For Williams, global IP protections depend on reciprocity and collective agreement on international standards for IP protection. “These have been developed and refined over the last hundred years,” he says. “The recent actions of Russia are a reminder that the system is fragile and vulnerable to being undermined by any state that ceases to abide by its international obligations.”
He adds that aggressors may be tempted to engage in illegal conduct under international or domestic laws in times of war. “Historically, cyberattacks and product counterfeiting are tempting options for aggressors to cause damage to other countries or gain financially through illegal means in times of war,” he says. “The current war will drive Russia further apart and expose it to international sanctions, trade retaliation and claims against its businesses and assets, including IP assets, abroad. The IP system will largely exclude Russia from its protection. These steps will be taken through forms of legislation – international legislation through declarations and domestic laws.”

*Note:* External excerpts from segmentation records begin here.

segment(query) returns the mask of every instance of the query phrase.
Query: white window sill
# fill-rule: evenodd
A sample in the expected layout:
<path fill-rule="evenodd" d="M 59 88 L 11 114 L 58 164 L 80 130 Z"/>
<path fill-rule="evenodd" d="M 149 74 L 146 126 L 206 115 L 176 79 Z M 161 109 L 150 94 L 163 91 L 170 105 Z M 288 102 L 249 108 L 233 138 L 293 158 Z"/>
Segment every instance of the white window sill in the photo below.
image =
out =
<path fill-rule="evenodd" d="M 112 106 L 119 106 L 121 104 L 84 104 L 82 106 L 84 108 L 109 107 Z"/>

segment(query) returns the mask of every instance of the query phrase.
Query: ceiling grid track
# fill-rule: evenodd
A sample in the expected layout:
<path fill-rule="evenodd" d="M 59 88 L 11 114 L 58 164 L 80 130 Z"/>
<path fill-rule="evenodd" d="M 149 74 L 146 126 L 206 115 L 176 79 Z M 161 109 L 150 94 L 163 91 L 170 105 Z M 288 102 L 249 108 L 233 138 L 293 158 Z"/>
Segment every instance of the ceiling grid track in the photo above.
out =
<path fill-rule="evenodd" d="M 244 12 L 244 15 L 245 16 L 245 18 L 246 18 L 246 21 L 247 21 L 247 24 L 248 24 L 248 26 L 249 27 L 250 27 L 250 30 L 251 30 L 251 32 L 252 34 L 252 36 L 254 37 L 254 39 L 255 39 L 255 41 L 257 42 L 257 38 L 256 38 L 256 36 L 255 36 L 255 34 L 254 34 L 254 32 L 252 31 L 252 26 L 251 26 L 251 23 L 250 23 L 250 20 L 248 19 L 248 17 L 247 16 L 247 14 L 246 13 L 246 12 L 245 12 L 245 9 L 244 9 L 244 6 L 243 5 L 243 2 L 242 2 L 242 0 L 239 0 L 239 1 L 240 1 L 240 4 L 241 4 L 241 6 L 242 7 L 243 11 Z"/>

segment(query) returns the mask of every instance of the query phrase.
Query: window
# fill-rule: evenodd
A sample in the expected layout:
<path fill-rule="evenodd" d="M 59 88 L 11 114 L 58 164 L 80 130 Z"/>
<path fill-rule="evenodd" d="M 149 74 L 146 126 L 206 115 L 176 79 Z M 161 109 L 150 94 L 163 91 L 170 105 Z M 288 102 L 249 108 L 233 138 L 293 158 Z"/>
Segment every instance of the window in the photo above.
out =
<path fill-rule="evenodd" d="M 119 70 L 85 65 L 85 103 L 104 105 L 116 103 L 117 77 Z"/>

Meanwhile, disputes are likely on the rise in international tribunals and in local domestic courts of countries and businesses affected by Russia. These are likely to run for many years, including decades to come.
Mahendran says that the proprietors of intellectual property rights may potentially lose their rights indefinitely without the prospect of regaining them. “It may be difficult or impossible for these rights to be protected, enforced and commercialized in the country in question, even after any of these laws and decrees have been revoked and repealed, due to the sheer amount of infringement and misappropriation of rights that may have taken place,” she says. “Loss of priority, novelty, moral rights and unauthorized disclosure, among others, can result in irretrievable loss of IP rights. IP owners will be less than willing to invest and set up business in a country where the creations of their mind will be easily misappropriated and not given the protection that should be rightly accorded. The infiltration of e-commerce and the digital space has further created an environment which has amplified the incidence of cyber attack targeted at IP rights which become even more vulnerable during trying times such as in the face of the present ongoing conflict.”
This is echoed by C.F. Tsai, president at Deep and Far Attorneys-At-Law in Taipei, who says, “Wars always bring forth insecurity, deteriorated legislation and aggravated disputes. Making wars is far easier than making peace worthy of industrious collaboration from all mankind.”